Hey everyone, hope you are having an incredible day today. Today, we’re going to make a special dish, seafood gumbo. One of my favorites food recipes. This time, I am going to make it a bit unique. This will be really delicious.
Seafood gumbo, packed with shrimp, oysters, red snapper, and, especially Louisiana blue crab, is a classic South Louisiana dish. Ben Thibodeaux, chef de cuisine of Dickie Brennan's Tableau in Le Petit. #SoulFoodSunday - Here's another drop for #SoulFoodSunday playlist. This is a delicious and easy to follow Seafood Gumbo Recipe.
Seafood Gumbo is one of the most popular of recent trending foods in the world. It is simple, it is fast, it tastes delicious. It is enjoyed by millions every day. Seafood Gumbo is something that I’ve loved my whole life. They are nice and they look wonderful.
To get started with this recipe, we must first prepare a few ingredients. You can cook seafood gumbo using 20 ingredients and 10 steps. Here is how you can achieve that.
The ingredients needed to make Seafood Gumbo:
- Make ready 3/4 c. Bacon drippings
- Get 1 c. Flour
- Make ready 1 c. Celery
- Get 1 large white onion
- Prepare 1 bellpepper
- Make ready 1 large tomatoe
- Make ready 1 clove garlic
- Make ready 2 Tbsp. Gumbo file seasoning
- Get 2 Tbsp. Worshircheire
- Get 1 Tbsp. Tony Chachere's (cajun seasoning)
- Make ready 2 Tbsp. Louisiana hot sauce
- Prepare 1 Tbsp. Vinegar
- Get 1 tsp. Salt
- Prepare 32 oz. Of good beef stock or bone broth
- Prepare 1 lb. andoullie sausage
- Prepare 1 lb. Shrimp
- Take 1 cn. Lump crab meat
- Prepare 1 pkg. Frozen okra
- Take 1 c. Cooked rice per bowl
- Get 1 boiled egg per bowl
This is a real SEAFOOD gumbo. This is the best gumbo I've ever had. The crab boil is the key ingredient - do not omit it. Gumbo (Louisiana Creole: Gombo) is a soup popular in the U.
Instructions to make Seafood Gumbo:
- Heat bacon drippings on low to medium heat and whisk in flour.
- Continue to whisk and cook roux on medium heat until it reaches a rich dark brown color. This could take up to 30 minutes. Whisk non stop or the roux will burn.

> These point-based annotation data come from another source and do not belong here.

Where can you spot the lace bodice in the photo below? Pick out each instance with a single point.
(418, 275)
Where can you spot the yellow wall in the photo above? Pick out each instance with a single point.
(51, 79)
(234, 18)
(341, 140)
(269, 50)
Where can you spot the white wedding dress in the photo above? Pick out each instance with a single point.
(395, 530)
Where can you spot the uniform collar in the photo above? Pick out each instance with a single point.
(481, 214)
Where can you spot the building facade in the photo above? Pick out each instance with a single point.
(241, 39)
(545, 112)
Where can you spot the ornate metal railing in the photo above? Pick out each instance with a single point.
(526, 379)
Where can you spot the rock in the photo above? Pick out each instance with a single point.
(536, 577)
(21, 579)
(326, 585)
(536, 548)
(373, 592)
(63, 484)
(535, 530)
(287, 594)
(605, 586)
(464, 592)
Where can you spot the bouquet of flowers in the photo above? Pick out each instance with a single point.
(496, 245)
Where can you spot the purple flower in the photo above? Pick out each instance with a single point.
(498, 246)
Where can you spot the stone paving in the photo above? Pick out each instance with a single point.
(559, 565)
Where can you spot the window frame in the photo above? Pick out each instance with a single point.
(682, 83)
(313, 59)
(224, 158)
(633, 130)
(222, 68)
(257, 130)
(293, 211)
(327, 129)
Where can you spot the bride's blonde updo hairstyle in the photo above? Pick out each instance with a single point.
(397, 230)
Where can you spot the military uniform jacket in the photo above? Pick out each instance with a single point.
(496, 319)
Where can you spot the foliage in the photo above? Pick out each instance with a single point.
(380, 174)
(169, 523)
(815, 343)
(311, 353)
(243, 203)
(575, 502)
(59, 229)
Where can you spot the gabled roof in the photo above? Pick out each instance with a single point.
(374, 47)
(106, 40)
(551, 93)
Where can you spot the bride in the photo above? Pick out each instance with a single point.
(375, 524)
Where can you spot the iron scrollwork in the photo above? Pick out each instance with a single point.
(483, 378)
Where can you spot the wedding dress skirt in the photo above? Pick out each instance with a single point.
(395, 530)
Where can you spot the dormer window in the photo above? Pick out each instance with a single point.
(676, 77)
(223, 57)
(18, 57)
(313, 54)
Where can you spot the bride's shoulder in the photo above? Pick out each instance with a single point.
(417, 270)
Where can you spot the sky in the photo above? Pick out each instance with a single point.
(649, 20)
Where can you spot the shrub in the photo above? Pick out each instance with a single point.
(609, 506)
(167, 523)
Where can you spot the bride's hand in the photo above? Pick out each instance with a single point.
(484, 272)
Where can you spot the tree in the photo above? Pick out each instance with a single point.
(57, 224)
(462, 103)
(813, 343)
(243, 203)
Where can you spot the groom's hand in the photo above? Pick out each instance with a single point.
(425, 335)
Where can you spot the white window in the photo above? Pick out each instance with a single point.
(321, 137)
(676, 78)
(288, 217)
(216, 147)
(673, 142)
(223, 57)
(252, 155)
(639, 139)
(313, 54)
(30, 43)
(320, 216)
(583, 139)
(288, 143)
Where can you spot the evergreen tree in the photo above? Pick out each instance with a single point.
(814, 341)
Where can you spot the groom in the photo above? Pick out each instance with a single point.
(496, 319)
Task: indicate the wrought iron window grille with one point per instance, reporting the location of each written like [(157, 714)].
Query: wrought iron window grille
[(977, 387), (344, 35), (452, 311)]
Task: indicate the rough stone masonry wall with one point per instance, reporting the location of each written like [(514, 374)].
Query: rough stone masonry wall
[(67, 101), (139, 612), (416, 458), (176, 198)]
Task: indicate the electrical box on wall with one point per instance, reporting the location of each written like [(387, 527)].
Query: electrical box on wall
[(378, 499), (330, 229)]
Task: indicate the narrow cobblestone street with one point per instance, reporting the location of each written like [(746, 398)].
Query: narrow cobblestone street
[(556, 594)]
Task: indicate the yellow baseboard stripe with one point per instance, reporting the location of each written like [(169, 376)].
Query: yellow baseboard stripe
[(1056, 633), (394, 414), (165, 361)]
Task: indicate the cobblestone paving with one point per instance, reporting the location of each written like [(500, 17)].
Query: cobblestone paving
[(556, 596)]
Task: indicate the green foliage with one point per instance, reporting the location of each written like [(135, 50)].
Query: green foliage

- Once you reach your desired color, turn down to low to medium heat and add in onion, celery, and bellpepper and let this cook for another 10 minutes. It will become very thick.
- Add in chopped garlic, andoullie sauage, and chopped tomato and cook another 5 minutes.
- In a skillet, add a Tbsp of bacon grease, vinager, and okra and cook on medium heat for 10 minutes. Stir occasionally.
- Add stock or bone broth to the roux mixture and stir until well blended.
- Add gumbo file, Tony's, salt, hot sauce, Worcestershire and stir.
- Remove cooked okra from skillet with a slotted spatula and add to gumbo.
- Add lump crab and shrimp and let simmer until ready to serve.
- Serve gumbo over a bowl of rice and add a boiled egg cut in half. Enjoy!
The crab boil is the key ingredient - do not omit it. Gumbo (Louisiana Creole: Gombo) is a soup popular in the U. S. state of Louisiana, and is the official state cuisine. Store gumbo in the refrigerator for up to three days and then reheat gently before serving. This seafood gumbo recipe was originally titled Super Bowl Seafood Gumbo, as the author makes this Cajun specialty each year for the occasion, just as his mother did before him.
So that is going to wrap it up for this special food seafood gumbo recipe. Thanks so much for reading. I’m sure you will make this at home. There is gonna be more interesting food in home recipes coming up. Don’t forget to bookmark this page in your browser, and share it to your loved ones, colleague and friends. Thanks again for reading. Go on get cooking!